Spain’s approach validates two design principles. First, income replacement matters. At full pay the opportunity cost of leave is low enough for fathers to participate. Second, use-it-or-lose-it quotas work. As neither parent can transfer unused weeks, both have a strong incentive to claim them.
Japan operates the world’s theoretically longest paid parental leave. Each parent may take up to 52 weeks of childcare leave, paid at 67 per cent of salary for the first six months and 50 per cent thereafter, with a ceiling that spares only the highest earners. In October 2022, a new four-week paternity leave was added, that fathers can take within eight weeks of birth, also paid at 67 per cent.
The legal framework is, on paper, more generous for fathers than anything in Europe. Uptake statistics tell a subtler story. In 2023 a record 30 per cent of new fathers took some form of leave, double the figure only four years earlier, but almost two-thirds of those fathers were off work for fewer than 30 days. The availability of lengthy leave has collided with Japan’s famously demanding work culture and the expectation that career tracks run uninterrupted. Large corporations are starting to publish their own male-leave rates, and government targets aim for 50 per cent male participation, but the gap between statute and practice remains wide.

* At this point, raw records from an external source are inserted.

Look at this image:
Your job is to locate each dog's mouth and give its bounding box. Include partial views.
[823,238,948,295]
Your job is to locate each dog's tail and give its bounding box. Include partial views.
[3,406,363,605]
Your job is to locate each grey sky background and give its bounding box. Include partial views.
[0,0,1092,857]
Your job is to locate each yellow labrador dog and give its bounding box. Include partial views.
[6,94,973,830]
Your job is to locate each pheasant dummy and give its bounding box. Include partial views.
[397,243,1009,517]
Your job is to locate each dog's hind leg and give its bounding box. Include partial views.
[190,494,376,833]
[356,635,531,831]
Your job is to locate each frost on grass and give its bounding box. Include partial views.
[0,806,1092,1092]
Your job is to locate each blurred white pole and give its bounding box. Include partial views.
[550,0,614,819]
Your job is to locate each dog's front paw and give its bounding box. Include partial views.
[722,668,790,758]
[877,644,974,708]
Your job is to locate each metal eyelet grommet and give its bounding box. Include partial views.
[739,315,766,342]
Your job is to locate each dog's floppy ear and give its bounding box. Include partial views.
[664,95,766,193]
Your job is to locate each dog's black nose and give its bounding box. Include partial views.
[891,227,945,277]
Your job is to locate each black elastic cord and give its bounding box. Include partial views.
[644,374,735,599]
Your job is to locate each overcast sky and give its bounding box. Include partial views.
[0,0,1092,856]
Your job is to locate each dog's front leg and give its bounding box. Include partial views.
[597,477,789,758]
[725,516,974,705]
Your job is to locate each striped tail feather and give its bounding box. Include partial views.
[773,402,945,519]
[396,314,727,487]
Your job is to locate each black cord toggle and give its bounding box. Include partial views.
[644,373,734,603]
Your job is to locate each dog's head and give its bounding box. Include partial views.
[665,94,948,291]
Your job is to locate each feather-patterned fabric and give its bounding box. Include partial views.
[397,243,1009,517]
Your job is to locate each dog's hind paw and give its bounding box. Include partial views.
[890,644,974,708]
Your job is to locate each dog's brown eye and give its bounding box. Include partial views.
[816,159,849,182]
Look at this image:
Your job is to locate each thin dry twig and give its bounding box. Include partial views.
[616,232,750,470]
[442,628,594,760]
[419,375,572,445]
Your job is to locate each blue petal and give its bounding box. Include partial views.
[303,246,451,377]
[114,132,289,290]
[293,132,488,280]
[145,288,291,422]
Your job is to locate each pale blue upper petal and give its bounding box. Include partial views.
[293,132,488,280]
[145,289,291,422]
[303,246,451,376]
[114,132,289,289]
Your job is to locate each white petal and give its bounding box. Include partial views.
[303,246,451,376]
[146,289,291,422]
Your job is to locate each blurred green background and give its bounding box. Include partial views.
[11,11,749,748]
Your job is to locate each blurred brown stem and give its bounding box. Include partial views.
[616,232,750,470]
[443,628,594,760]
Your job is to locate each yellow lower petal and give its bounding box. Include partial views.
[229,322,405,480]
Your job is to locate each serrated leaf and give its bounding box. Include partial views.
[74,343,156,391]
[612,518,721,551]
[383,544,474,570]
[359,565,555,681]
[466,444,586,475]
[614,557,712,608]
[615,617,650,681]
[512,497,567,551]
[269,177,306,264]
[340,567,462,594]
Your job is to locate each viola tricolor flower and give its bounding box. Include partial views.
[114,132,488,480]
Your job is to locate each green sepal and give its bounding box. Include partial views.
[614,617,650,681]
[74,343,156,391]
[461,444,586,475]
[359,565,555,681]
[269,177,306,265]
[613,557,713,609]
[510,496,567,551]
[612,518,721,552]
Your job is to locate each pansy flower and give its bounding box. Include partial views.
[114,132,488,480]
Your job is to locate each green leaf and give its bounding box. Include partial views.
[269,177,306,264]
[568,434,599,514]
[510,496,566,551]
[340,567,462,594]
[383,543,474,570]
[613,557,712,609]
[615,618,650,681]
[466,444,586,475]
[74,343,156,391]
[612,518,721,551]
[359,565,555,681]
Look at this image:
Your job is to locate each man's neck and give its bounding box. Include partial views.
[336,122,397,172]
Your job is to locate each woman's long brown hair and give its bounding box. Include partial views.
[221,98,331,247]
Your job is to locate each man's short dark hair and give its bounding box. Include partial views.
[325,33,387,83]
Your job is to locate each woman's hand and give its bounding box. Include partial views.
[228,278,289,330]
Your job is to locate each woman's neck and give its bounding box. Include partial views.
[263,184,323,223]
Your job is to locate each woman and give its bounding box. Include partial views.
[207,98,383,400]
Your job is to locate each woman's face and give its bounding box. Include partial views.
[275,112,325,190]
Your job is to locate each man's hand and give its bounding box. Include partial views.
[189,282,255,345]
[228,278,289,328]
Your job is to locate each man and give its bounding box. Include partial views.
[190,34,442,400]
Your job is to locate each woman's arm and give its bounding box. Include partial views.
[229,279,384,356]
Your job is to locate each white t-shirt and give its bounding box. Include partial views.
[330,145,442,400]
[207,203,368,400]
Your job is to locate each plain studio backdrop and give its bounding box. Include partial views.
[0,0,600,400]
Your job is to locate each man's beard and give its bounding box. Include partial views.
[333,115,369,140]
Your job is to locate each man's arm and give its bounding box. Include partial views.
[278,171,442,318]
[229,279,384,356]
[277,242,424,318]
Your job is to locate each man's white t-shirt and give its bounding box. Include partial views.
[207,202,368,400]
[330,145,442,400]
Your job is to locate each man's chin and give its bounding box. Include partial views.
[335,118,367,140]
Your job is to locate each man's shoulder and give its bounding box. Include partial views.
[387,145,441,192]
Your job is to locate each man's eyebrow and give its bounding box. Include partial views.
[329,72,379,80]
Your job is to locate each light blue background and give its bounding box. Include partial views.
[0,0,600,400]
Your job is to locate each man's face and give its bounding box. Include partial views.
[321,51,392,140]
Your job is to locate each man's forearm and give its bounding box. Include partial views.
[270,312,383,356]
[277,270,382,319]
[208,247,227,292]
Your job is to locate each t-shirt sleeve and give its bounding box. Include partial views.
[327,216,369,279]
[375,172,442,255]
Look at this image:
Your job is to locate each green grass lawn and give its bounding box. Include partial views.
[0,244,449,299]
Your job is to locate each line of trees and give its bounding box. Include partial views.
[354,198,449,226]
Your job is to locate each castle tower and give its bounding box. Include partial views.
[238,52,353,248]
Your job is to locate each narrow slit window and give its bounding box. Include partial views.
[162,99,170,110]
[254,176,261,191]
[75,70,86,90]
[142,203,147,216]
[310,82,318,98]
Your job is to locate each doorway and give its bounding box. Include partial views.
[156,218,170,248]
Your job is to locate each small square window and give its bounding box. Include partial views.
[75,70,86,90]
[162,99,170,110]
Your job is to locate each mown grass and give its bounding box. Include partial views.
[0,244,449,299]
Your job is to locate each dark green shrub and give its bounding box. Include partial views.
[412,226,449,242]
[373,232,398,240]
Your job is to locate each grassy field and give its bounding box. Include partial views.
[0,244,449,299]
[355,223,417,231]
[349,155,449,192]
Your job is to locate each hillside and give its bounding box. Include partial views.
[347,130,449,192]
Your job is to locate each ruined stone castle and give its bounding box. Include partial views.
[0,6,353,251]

Like Japan, South Korea offers each parent up to 12 months of parental leave, but it adds two notable twists. First, the benefit is set at 80 per cent of prior earnings yet capped at roughly £950 a month, around 40 per cent of average full-time pay. Second, the state sweetens the deal if both parents claim leave within the child’s first year: each receives 100 per cent of salary for the first three months, subject to a higher cap, and a quarter of the total benefit is paid as a “return-to-work” bonus once the parent has been back in post for six months.
Those incentives appear to be working. In 2022, 131,000 Korean employees used parental leave; three in ten were men, up from just nine per cent in 2016. Most fathers still take shorter breaks than mothers, but the direction of travel is clear.
Because the ceiling cuts in at a relatively low level, the average effective replacement for parental leave is only about 39 per cent of previous earnings, barely higher than the UK’s. Raising that cap, or enhancing the period at full pay, may be necessary if the government wishes to achieve parity in usage.
Britain’s chart position represents an economic inefficiency. By concentrating leave on mothers and compensating it poorly, the UK nudges women out of the labour market at the very point their skills and experience peak, while denying fathers the opportunity to share early childcare. Spain shows that equal, well-paid and non-transferable leave can transform uptake in a single parliamentary term. Japan and Korea reveal the limits of generosity that is constrained by caps or undermined by workplace culture however all three reinforce the principle that incentives matter.
When fathers protest this June, they will be highlighting an under-used lever of economic policy, one capable, if redesigned, of narrowing the gender pay gap, lifting participation and improving long-term growth.